As summer turned to fall, the TRF kept on going. It launched its annual Hay Drive in October, received accreditation from the Thoroughbred Aftercare Alliance and celebrated the 20th anniversary of its Second Chances Program at Lowell with a virtual “Horse Show.” This was a horse show of a different color, as students/inmates openly told their stories. Acacia Courtney excelled as the interviewer for this moving, inspiring presentation.
TRF’s annual online Holiday Auction was another success. The highest bidder won a private back-stretch tour with the former jockey and popular on-air personality Richard Migliore. The Giving Tuesday appeal raised thousands of dollars for the TRF’s farrier fund. The generosity continued throughout the season with an anonymous donor auctioning off historic racing memorabilia through Leland’s Auctions and donating $15,000 to the TRF herd.
Capitalizing on the beautifully restored farmhouse at Chestnut Hall, a long-time TRF friend and volunteer, Elizabeth Rosenberg, spearheaded the nine-day Holiday Designer Show House. The event featured eight talented designers who transformed the house into a winter wonderland and raised awareness of the TRF mission while bringing holiday cheer to hundreds of visitors who toured the historic home. We are grateful to the roughly 60 volunteers who devoted hundreds of hours to make this event such a great success in its inaugural year and we can’t wait to see what next year brings.
The TRF’s final event for 2021 was a return to the Principessa Elena Society. There, the TRF held a mid-December Happy Hour and Toy Drive for children of New York’s back-stretch workers. The Racetrack Chaplaincy of New York later distributed those toys to the families at a special celebration at the National Museum of Racing and Hall of Fame. It was a great way to end the year!

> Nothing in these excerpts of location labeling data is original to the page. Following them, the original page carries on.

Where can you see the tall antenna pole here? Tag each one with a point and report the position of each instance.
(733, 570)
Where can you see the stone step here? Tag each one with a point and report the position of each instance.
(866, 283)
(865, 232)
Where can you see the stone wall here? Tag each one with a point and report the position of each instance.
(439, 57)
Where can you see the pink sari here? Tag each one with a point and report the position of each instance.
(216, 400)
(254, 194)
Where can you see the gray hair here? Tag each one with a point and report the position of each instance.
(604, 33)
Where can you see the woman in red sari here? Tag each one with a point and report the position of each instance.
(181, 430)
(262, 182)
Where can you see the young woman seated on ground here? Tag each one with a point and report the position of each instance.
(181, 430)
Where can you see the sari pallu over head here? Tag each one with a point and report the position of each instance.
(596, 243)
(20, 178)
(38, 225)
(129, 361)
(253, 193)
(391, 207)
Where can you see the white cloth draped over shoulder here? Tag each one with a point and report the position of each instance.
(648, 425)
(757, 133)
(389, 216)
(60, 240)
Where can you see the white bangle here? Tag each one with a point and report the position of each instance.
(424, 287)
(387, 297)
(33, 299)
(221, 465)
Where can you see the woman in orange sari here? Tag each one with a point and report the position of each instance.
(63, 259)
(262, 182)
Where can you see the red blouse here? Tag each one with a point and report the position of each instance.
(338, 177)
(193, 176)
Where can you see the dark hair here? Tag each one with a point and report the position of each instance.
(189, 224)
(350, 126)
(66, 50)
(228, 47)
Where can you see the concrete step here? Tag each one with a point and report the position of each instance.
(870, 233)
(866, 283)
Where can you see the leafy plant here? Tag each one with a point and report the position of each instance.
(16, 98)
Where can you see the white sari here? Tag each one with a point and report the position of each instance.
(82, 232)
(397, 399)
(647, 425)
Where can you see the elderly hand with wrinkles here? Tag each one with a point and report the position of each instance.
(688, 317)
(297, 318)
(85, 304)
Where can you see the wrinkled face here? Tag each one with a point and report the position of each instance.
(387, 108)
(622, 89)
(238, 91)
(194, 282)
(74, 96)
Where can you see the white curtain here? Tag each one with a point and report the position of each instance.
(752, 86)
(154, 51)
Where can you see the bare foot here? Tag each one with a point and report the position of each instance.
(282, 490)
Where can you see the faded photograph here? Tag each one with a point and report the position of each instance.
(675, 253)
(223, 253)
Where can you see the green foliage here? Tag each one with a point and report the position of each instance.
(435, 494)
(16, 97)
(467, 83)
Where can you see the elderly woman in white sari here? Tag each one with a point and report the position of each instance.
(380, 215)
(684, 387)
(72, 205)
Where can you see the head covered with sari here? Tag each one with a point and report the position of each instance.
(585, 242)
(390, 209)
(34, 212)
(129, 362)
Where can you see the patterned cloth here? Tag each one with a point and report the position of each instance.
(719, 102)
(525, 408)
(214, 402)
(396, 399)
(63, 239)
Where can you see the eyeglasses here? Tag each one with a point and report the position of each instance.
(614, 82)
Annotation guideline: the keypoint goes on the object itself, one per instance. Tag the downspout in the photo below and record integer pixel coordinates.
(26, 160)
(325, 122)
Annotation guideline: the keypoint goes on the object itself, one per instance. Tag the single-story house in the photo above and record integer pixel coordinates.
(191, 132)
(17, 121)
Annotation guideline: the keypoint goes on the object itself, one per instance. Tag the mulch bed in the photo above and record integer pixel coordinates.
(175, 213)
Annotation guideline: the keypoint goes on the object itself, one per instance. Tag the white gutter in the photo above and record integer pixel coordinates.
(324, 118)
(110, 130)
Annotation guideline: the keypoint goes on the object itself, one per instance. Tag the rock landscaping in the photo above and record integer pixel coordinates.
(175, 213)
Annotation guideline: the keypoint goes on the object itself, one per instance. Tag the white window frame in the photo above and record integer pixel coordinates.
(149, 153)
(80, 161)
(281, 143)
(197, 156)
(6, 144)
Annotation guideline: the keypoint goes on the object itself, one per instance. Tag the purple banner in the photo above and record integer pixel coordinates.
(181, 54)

In this year of new partnerships and new friends, we welcomed more than 1,000 new donors who have joined us in support of our mission of saving horses and changing lives. “We are incredibly grateful for all our donors and volunteers, both old and new, who have supported the TRF in so many ways over the past 12 month,” said Executive Director Pat Stickney. “It is heartwarming to know that thousands of people share our passion and love for our Thoroughbreds.”
As the TRF looks forward to 2022, we wish you happiness, peace, and good health this holiday season and throughout the coming year.